The court then looked at what general guidance, if any, should be given to family courts about the use and interpretation of, and reliance upon, hair testing, whether it remains a reliable method for determining drug use in the family courts. The court endorsed the 4 propositions put forward by the drug testing companies but felt that there was no need for a general inquiry into the matter or for detailed guidance as to how such tests should be used and that the court is not the appropriate forum for any such inquiry. The 4 agreed propositions were as follows:

  1. The science of drug-testing is now well established and uncontroversial
  2. A positive identification of a drug at a quantity above the cut off level is liable as evidence that the donor has been exposed to the drug;
  3. Sequential testing of sections is a good guide to the pattern of drug use; and
  4. The quantity of drug in any given section is not proof of the quantity used in that period but is a good guide to the relative level of use over time.

Jackson J looked the issue of hair strand testing more recently in the case of Re H (A Child Hair Strand Testing) [2017] EWFC 64 where 3 laboratories were involved in testing a mother for cocaine use. Jackson J heard evidence from 5 experts including a jointly instructed Forensic Toxicologist and noted the variations in the approaches taken by different drug testing companies, for example one company’s high usage figure would be another’s medium usage figure. He stated that hair strand test results should not be used to reach evidential conclusions by themselves, in isolation of other evidence. That the results should never be regarded as determinative and that it was a matter for the judge to evaluate alongside the broader evidential picture which includes social work and medical evidence and the reliability of the account given by the donor.

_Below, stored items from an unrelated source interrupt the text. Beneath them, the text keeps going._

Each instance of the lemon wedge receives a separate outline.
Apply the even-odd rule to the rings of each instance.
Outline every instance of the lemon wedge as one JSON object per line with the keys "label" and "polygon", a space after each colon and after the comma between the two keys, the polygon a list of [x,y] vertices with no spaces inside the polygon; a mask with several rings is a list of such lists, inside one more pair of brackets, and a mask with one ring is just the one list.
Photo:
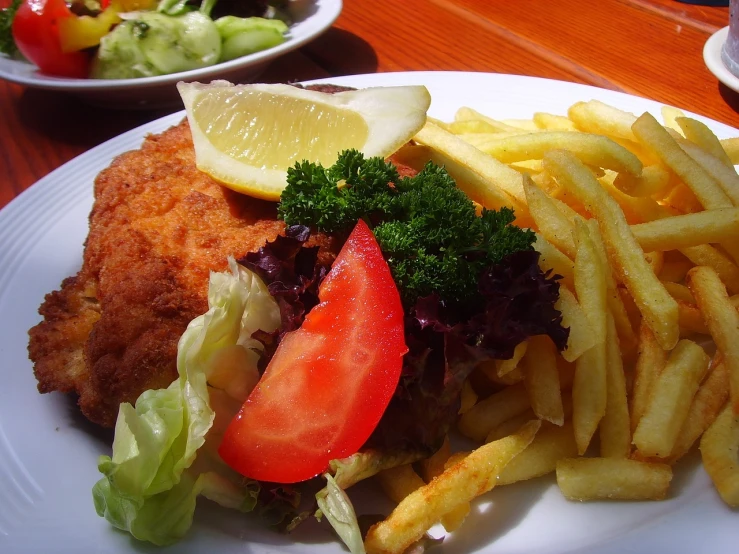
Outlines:
{"label": "lemon wedge", "polygon": [[287,169],[307,160],[332,165],[342,150],[389,156],[426,122],[423,86],[328,94],[290,85],[178,83],[195,163],[225,186],[278,200]]}

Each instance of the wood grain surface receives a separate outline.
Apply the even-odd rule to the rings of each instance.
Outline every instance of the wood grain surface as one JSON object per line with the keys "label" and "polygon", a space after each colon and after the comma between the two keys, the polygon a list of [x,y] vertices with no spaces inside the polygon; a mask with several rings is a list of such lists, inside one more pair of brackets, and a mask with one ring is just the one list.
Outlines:
{"label": "wood grain surface", "polygon": [[[274,61],[260,80],[409,70],[533,75],[739,127],[739,95],[718,83],[702,56],[728,18],[728,8],[674,0],[344,0],[331,29]],[[0,81],[0,207],[82,152],[178,109],[103,109]]]}

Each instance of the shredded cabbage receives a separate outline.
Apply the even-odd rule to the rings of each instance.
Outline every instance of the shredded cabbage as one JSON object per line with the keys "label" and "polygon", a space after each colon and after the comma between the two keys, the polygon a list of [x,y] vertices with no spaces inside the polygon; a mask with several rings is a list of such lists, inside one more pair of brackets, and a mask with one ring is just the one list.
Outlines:
{"label": "shredded cabbage", "polygon": [[232,258],[229,267],[230,273],[211,274],[210,309],[179,341],[177,380],[145,391],[135,408],[121,404],[113,456],[98,461],[104,475],[92,491],[98,515],[157,545],[187,532],[198,495],[242,511],[256,504],[258,485],[220,460],[214,439],[258,379],[263,346],[252,334],[276,330],[280,313],[254,273]]}

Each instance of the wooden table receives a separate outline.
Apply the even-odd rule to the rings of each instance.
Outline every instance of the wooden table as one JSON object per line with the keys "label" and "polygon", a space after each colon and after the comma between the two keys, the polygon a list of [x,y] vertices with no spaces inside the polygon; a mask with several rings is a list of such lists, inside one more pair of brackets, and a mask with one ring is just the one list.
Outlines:
{"label": "wooden table", "polygon": [[[728,18],[728,8],[675,0],[344,0],[329,31],[273,62],[262,79],[405,70],[534,75],[652,98],[739,127],[739,95],[702,58],[703,44]],[[166,113],[105,110],[0,81],[0,207],[78,154]]]}

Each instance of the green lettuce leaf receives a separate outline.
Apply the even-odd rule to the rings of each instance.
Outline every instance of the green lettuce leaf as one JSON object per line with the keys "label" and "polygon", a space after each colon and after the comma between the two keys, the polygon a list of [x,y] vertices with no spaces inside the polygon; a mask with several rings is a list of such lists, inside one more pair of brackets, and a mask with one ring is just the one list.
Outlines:
{"label": "green lettuce leaf", "polygon": [[420,451],[399,450],[388,453],[368,449],[346,458],[331,460],[328,465],[338,486],[348,489],[385,469],[410,464],[424,457],[426,456]]}
{"label": "green lettuce leaf", "polygon": [[364,554],[362,532],[345,489],[382,470],[409,464],[422,457],[422,452],[400,451],[387,454],[378,450],[366,450],[346,458],[331,460],[328,473],[323,475],[326,486],[316,493],[316,519],[320,520],[325,516],[352,554]]}
{"label": "green lettuce leaf", "polygon": [[326,516],[344,544],[352,554],[365,554],[362,532],[359,530],[357,514],[352,501],[334,480],[330,473],[324,474],[326,487],[316,494],[318,512],[316,517]]}
{"label": "green lettuce leaf", "polygon": [[229,267],[230,273],[211,274],[210,309],[180,339],[178,379],[145,391],[135,407],[120,406],[113,456],[98,461],[104,475],[93,487],[98,515],[157,545],[187,532],[201,494],[243,511],[256,504],[259,485],[228,468],[216,449],[259,378],[263,346],[252,334],[277,329],[280,314],[254,273],[233,259]]}

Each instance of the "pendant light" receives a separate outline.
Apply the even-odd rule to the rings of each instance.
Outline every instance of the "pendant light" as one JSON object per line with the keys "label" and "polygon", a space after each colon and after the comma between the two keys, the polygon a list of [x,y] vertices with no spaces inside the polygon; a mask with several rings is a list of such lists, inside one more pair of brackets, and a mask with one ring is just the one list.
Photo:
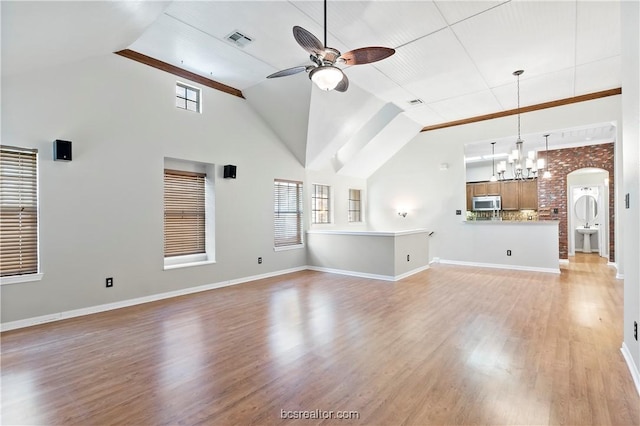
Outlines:
{"label": "pendant light", "polygon": [[509,156],[513,179],[527,179],[529,177],[534,177],[537,172],[534,167],[536,164],[536,154],[534,151],[530,151],[525,157],[523,147],[524,141],[520,134],[520,76],[523,73],[524,70],[517,70],[513,72],[513,75],[517,78],[518,88],[518,139],[516,140],[516,148],[511,151],[511,155]]}
{"label": "pendant light", "polygon": [[544,135],[544,161],[546,168],[542,177],[545,179],[551,178],[551,172],[549,171],[549,134]]}
{"label": "pendant light", "polygon": [[496,143],[491,142],[491,182],[496,182],[498,178],[496,177]]}

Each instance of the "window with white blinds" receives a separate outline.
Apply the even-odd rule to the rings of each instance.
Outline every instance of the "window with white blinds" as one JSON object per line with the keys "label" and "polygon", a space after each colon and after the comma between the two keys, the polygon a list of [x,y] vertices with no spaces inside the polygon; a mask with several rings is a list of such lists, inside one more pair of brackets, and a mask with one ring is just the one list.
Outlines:
{"label": "window with white blinds", "polygon": [[0,146],[0,276],[38,273],[38,151]]}
{"label": "window with white blinds", "polygon": [[206,253],[206,174],[164,170],[164,256]]}
{"label": "window with white blinds", "polygon": [[302,182],[276,179],[274,195],[274,245],[302,244]]}

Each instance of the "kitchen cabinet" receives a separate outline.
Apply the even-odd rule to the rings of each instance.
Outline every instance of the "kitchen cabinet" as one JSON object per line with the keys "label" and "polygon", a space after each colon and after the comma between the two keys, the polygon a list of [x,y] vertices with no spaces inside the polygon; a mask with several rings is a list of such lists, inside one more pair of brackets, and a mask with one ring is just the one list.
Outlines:
{"label": "kitchen cabinet", "polygon": [[487,195],[500,195],[500,182],[487,182]]}
{"label": "kitchen cabinet", "polygon": [[520,210],[538,210],[538,180],[520,182]]}
{"label": "kitchen cabinet", "polygon": [[467,183],[467,210],[473,197],[500,195],[502,210],[538,210],[538,179]]}
{"label": "kitchen cabinet", "polygon": [[484,197],[487,195],[487,182],[477,182],[471,184],[474,197]]}
{"label": "kitchen cabinet", "polygon": [[520,210],[520,182],[515,180],[500,182],[502,210]]}

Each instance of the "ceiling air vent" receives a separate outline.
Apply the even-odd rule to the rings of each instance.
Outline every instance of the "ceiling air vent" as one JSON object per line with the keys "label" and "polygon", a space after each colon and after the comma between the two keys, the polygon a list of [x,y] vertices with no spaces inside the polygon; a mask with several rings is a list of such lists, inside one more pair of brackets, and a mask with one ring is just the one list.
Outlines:
{"label": "ceiling air vent", "polygon": [[251,37],[242,34],[240,31],[234,31],[225,38],[238,47],[245,47],[253,41]]}
{"label": "ceiling air vent", "polygon": [[418,106],[424,103],[422,99],[411,99],[410,101],[407,101],[407,102],[410,106]]}

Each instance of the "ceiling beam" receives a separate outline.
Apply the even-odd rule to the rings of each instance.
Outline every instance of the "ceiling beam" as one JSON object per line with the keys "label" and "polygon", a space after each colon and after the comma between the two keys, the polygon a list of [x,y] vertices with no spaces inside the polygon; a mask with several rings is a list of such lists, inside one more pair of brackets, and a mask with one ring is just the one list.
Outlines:
{"label": "ceiling beam", "polygon": [[116,55],[120,55],[128,59],[132,59],[136,62],[140,62],[141,64],[149,65],[150,67],[157,68],[159,70],[168,72],[178,77],[186,78],[187,80],[200,83],[203,86],[220,90],[221,92],[228,93],[230,95],[237,96],[239,98],[244,99],[244,95],[242,94],[242,91],[240,91],[239,89],[236,89],[235,87],[227,86],[226,84],[222,84],[215,80],[211,80],[209,78],[203,77],[191,71],[187,71],[183,68],[176,67],[175,65],[162,62],[158,59],[152,58],[151,56],[143,55],[142,53],[138,53],[135,50],[124,49],[114,53]]}
{"label": "ceiling beam", "polygon": [[562,105],[575,104],[577,102],[591,101],[593,99],[606,98],[607,96],[615,96],[622,93],[622,88],[603,90],[601,92],[588,93],[586,95],[574,96],[572,98],[558,99],[556,101],[543,102],[541,104],[529,105],[521,107],[520,109],[514,108],[506,111],[494,112],[491,114],[478,115],[475,117],[464,118],[462,120],[449,121],[446,123],[433,124],[431,126],[425,126],[421,132],[428,132],[430,130],[444,129],[446,127],[461,126],[463,124],[477,123],[478,121],[493,120],[494,118],[507,117],[509,115],[515,115],[518,113],[525,113],[531,111],[538,111],[541,109],[555,108]]}

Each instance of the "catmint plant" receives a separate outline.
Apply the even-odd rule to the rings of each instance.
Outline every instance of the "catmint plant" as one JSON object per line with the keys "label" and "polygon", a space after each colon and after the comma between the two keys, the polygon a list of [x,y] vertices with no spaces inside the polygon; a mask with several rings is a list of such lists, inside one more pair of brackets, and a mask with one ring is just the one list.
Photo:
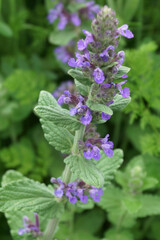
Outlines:
{"label": "catmint plant", "polygon": [[[60,17],[61,28],[73,23],[62,3],[54,11],[57,15],[49,19]],[[130,102],[129,89],[122,87],[129,68],[122,66],[124,51],[118,52],[117,47],[121,36],[132,38],[133,34],[127,25],[118,26],[115,12],[107,6],[93,19],[92,31],[83,29],[83,33],[75,58],[68,61],[74,83],[63,83],[52,94],[42,91],[35,107],[45,138],[66,156],[62,176],[53,176],[49,186],[13,172],[4,178],[0,210],[36,212],[35,223],[23,218],[24,228],[17,229],[19,235],[53,239],[65,207],[100,202],[103,190],[122,163],[122,150],[115,150],[112,136],[101,137],[96,126],[109,121],[114,111]],[[37,214],[45,224],[39,223]]]}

Jackson J reported that there are 9 accredited hair strand testing organisations working within the family law arena and he made 7 suggestions under the following headings for the organisations to take on board when reporting as follows:

  1. Use of the high/medium/low descriptor;
  2. Reporting of data below the cut-off range;
  3. Terminology used;
  4. Expressions of probability;
  5. Environmental contamination;
  6. Essential information;
  7. Variable findings;

Most cases do not hinge on the result of one drug test alone but depend on a parent being able to establish and maintain abstinence from substance misuse and being able to demonstrate that in the longer-term. A cautious approach needs to be taken when interpreting drug testing results and they are one consideration not be considered in isolation. It is vitally important the family court continues to consider the wider context taking into account the particular circumstances of the family in question.

It remains to be seen whether Jackson J’s comments will be taken on board by the drug testing companies going forwards. However there are still a number of different factors which can influence test results such as over the counter medications, method of ingestion, grade of substance, recent medical procedures under anaesthetic, hair dye, the weight of the sample, and cross-contamination of samples. It is important that these factors are explored with clients at an early stage and discussed with the drug testing company prior to the sample being taken in an effort to improve the accuracy of the report.

It also emphasises the importance of seeking legal advice as soon as possible within proceedings to explore these issues at an early stage before the test results are received.